Es gibt viele Momente, vor denen die Frau sich selbst hätte bewahren können.
Ein Beispiel von mir selbst:
Ich habe mich mal sehr nett in der Disko unterhalten und habe mich von den beiden Jungs nach Hause fahren lassen...
In dem Moment, wo ich eingestiegen bin, fiel mir ein was meine Eltern mir immer gepredigt haben "Kind, ruf an, wir holen dich jederzeit ab." Aber die Jungs wirkten wirklich supernett und normal und waren es auch glücklicherweise wirklich. Ist also alles gut gegangen.
Diese Dummheit habe ich aber niemals nie wieder wiederholt. Natürlich hätte ich dann an meinem Schicksal schuld gehabt, wenn mir da was passiert wäre. Ich hätte mich ja schützen können, weil ich mich nicht in so eine Gefahr gebracht hätte.

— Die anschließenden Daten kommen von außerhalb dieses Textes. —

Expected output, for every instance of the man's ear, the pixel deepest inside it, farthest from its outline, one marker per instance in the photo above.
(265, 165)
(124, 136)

D.h.: Dennoch wären dann die jungen Männer die Täter und schuldig für ihre Tat. Aber mich trifft der Vorwurf, mir gegenüber nicht verantwortlich gehandelt zu haben.
Schweine gibt es genug da draußen, aber auch ein potentielles Opfer muss sich stärken und lernen mit der Gefahr klug umzugehen. Denn die Gefahr besteht immer im Leben von uns Menschen und wir müssen lernen mit ihr umzugehen. Da hilft kein hysterisches Metoo- Gekreische.